The International Guide to Pediatric Anesthesia (Good Practice in Postoperative and Procedural Pain) recommends pharmacological and nonpharmacological methods to effectively manage and prevent acute procedural pain in children. Nonpharmacological methods alone or in combination with pharmacological methods help reduce pain, and therefore, have become popular especially in recent years.

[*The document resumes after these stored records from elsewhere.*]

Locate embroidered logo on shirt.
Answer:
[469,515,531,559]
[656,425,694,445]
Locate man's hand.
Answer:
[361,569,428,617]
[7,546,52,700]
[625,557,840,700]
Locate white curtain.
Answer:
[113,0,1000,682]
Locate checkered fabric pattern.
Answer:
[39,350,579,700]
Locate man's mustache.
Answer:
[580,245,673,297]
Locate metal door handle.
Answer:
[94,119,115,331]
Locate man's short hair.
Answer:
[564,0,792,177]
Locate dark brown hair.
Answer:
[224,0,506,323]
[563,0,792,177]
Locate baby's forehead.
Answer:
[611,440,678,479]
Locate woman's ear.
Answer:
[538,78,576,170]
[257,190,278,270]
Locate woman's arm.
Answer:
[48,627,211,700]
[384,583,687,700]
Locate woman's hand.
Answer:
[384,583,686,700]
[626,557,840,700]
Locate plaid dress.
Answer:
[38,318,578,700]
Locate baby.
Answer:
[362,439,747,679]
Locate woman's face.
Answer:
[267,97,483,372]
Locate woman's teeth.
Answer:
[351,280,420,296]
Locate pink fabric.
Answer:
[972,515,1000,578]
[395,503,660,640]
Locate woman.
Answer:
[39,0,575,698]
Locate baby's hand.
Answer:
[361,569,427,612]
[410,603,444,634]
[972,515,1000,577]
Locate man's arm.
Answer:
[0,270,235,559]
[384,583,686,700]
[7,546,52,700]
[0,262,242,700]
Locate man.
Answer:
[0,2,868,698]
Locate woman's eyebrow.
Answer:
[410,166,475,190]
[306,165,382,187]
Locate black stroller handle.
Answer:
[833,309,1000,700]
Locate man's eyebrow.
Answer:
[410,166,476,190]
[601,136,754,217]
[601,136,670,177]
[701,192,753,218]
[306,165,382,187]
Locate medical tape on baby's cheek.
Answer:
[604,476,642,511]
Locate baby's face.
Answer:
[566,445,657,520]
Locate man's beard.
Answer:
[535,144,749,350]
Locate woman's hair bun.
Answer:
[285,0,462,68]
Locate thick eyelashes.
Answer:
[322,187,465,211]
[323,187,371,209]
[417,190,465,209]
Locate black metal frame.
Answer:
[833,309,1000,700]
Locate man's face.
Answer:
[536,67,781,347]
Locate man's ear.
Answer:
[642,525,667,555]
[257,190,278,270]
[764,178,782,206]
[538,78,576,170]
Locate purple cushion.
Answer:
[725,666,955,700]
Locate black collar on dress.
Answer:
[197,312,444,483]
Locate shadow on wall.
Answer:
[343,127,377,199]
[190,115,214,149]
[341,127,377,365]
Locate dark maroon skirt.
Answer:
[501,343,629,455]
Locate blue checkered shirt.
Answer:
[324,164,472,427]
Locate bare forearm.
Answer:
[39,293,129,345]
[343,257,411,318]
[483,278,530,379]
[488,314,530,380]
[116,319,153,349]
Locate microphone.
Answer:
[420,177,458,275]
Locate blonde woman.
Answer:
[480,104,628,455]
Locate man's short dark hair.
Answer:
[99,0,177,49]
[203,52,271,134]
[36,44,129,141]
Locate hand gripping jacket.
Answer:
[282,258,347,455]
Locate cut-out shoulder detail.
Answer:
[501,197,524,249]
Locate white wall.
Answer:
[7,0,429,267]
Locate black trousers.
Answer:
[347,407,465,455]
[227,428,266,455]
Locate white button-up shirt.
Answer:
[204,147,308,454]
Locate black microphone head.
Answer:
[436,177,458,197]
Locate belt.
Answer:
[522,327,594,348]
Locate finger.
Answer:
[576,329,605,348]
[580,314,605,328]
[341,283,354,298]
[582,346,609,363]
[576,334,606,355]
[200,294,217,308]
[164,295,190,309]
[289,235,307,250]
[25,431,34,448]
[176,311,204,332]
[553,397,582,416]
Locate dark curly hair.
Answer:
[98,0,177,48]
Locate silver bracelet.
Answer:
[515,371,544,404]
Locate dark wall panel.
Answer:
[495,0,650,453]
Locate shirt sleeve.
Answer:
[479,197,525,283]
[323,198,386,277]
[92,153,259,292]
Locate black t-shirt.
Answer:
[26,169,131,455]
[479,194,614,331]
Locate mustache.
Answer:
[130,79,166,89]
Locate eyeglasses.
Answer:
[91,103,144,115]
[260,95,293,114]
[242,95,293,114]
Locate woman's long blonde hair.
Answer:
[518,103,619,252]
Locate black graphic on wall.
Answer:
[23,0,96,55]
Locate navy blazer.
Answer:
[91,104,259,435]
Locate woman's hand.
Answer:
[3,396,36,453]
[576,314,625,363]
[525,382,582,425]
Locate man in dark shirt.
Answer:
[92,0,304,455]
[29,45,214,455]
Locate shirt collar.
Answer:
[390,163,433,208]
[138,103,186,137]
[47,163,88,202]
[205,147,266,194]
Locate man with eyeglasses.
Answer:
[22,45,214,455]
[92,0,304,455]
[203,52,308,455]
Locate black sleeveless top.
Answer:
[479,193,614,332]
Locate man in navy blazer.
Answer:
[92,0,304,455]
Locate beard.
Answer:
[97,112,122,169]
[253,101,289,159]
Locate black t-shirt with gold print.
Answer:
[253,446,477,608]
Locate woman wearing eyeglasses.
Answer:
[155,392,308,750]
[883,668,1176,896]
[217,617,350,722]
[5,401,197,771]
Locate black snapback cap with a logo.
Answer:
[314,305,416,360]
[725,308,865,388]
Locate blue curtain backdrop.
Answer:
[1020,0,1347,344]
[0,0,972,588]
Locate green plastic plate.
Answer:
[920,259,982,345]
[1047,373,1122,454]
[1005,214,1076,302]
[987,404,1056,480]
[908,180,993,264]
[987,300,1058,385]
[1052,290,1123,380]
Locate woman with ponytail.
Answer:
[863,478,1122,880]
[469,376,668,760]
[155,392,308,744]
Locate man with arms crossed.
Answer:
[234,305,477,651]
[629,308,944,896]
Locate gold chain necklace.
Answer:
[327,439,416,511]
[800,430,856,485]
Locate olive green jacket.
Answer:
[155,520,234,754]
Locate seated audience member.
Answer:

For pain management, nonpharmacological methods are easy to use, and cost- and time-effective methods with no side effects. Studies have evaluated a large number of pharmacological and nonpharmacological interventions for procedural pain management in children. However, most of those interventions are not used by healthcare professionals because they are expensive, time-consuming or hard to use. Therefore, easy-to-use, practical, non-invasive, cost-effective, and reusable pharmacological and nonpharmacological methods can be used especially in acute settings. EMLA cream, cold spray, and Buzzy examined in this study may serve as alternative effective pharmacological and non-pharmacological methods to reduce venipuncture pain and fear.

Conditions

Interventions

TypeNameDescription
DRUGEMLA CreamEMLA cream (2.5 grams) was applied to the treatment area 60 minutes before the procedure and covered with a transparent and impermeable dressing.
DEVICEBuzzyThe buzzy device was placed on the procedure area 60 seconds before the procedure and turned on. The cold and vibration application continued during the procedure.
DRUGCold sprayCold spray was applied to the procedure area for 5 seconds from a distance of 15 cm immediately before the procedure.

Timeline

Start date
2018-03-29
Primary completion
2019-06-28
Completion
2019-06-28
First posted
2025-03-28
Last updated
2025-03-28

Locations

1 site across 1 country: Turkey (Türkiye)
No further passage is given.